Most cheerful movies don’t open with their protagonist in a coma, narrating the events from their hospital bed. But in a fortunate reversal, director Matt Smukler’s “Wildflower” mostly grows from there, into a sweet yet straightforward coming of age drama.
“Wildflower” stars Kiernan Shipka (“Swimming With Sharks”) as Bambi, who prefers to be called “Bea” because her parents named her after a cartoon character. Those parents, Sharon (Samantha Hyde) and Derek (Dash Mihok, “Deep Water”), are both intellectually disabled, but living independently in their own house, keeping their family afloat through positive attitudes, good-natured religion and working class stick-to-itiveness.
As we learn from Bea’s flashbacks — in scenes she couldn’t possibly have witnessed or heard about from her parents — Sharon and Derek’s romance was easy for them, but difficult for their own families. Jean Smart and Brad Garrett play Sharon’s mother and father, and Jacki Weaver plays Derek’s mother, and while they want their children to be happy they also debate behind their back whether to convince them to get a divorce, or worse, medically prevent them from having children. It’s a monstrous consideration, but some of them are very, very deeply flawed human beings, and fortunately for everyone they talk themselves out of it.
Sharon and Derek have a child, they move out, and spend years living out of a van in a trailer park before they can buy their own home. From there, it’s pretty easy living for Bea, until the day her new dog runs away because Sharon left the door open — and she realizes that she’s the one taking care of them, not so much the other way around.
As we traverse Bea’s difficult teen years, working after school, getting great grades and snarking at the mean kids who make fun of her, we realize that the weight of her responsibilities has made Bea seem older than her years. But she still has a lot of mistakes to make, a lot of life to live and she may wind up abandoning her own future because her present living situation feels like a permanent moral obligation.
It’s frustrating that “Wildflower” comes out so soon after the runaway critical success of “CODA,” which has certain similarities. The greatest power in Smukler’s arsenal, after his mostly phenomenal cast, is his film’s mundanity. “Wildflower” argues that Derek and Sharon are no worse parents than any others. Sharon’s sister Joy, played by Alexandra Daddario (“The White Lotus”), has kids of her own and although she’s well off, she’s clearly overprotective to a fault. The film advocates for normalcy. It thrives in normalcy. The normalcy is the point.
Then again, normalcy isn’t always a recipe for memorable filmmaking. Screenwriter Jana Savage (“The Trap”), working from a story by Savage and Smukler, struggles the most with its convoluted framing device.
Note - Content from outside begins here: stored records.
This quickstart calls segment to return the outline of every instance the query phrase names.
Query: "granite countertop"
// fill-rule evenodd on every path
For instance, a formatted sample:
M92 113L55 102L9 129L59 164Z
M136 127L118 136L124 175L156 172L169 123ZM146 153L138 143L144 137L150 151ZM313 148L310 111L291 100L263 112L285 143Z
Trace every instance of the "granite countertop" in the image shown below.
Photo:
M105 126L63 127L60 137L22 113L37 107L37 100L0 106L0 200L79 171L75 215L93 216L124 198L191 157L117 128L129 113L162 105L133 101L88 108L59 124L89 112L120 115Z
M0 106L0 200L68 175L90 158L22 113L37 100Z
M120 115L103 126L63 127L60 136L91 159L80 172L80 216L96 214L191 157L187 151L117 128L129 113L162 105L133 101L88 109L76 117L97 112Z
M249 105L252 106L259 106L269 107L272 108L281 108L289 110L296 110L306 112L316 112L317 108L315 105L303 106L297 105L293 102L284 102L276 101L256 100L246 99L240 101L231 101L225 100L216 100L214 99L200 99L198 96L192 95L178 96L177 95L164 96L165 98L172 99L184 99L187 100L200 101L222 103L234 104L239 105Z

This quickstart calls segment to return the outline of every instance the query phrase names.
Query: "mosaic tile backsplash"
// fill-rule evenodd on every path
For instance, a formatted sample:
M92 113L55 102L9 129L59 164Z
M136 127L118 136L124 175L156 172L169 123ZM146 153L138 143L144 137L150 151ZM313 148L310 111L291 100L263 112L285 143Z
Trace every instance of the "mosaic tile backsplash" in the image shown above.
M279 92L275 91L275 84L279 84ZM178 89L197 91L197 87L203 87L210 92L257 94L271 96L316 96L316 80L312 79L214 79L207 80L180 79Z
Bea is in a coma, narrating her own story, even the parts she doesn’t know, but that’s not enough for “Wildflower.” There’s also a social worker played by Erika Alexander (also from “Swimming With Sharks”) who interviews every member of Bea’s family, to gain a greater knowledge of Bea’s living situation, and perhaps uncover what terrible ordeal led to Bea’s coma in the first place.
It’s a mystery subplot that seems important but ultimately comes across more like an excuse to make an uncomplicated, largely familiar coming-of-age story seem novel. But Mukler isn’t interested in darkness, even though there sure are a lot of creeps in Bea’s periphery. He focuses on warmth and acceptance, not suspicion and suspense.
Savage also has a knack for clever dialogue, even when the teen characters have a tendency to sound a bit wise beyond their years. Bea has been playing the role of a responsible adult with all the answers for a long time, it’s no wonder she’s got confidence in her views, even when they’re naive. It’s a bit of a relief to see her boyfriend, played by Charlie Plummer (“Moonfall”), point out her wisdom is practically indistinguishable from defeatism. And as preternaturally on point as that speech seems, it’s also appropriate coming from a character who successfully survived cancer at an early age, and also has a richly earned perspective of his own.
“Wildflower” can’t seem to decide if it’s a big mess or a formulaic teen drama, but when it gives us tender moments between its characters, it’s hard to really care. Kudos to whoever noticed, seemingly at the last minute, that Jean Smart and Jacki Weaver hadn’t had a scene all to themselves yet, and gave them a spot-on, funny and emotional tête-à-tête in a public bathroom. It’s just the punctuation the film needed. Smart and Weaver are fantastic, Shipka is a superstar and everyone else in this film is at least trying to make it wonderful. That they come close is, probably, close enough.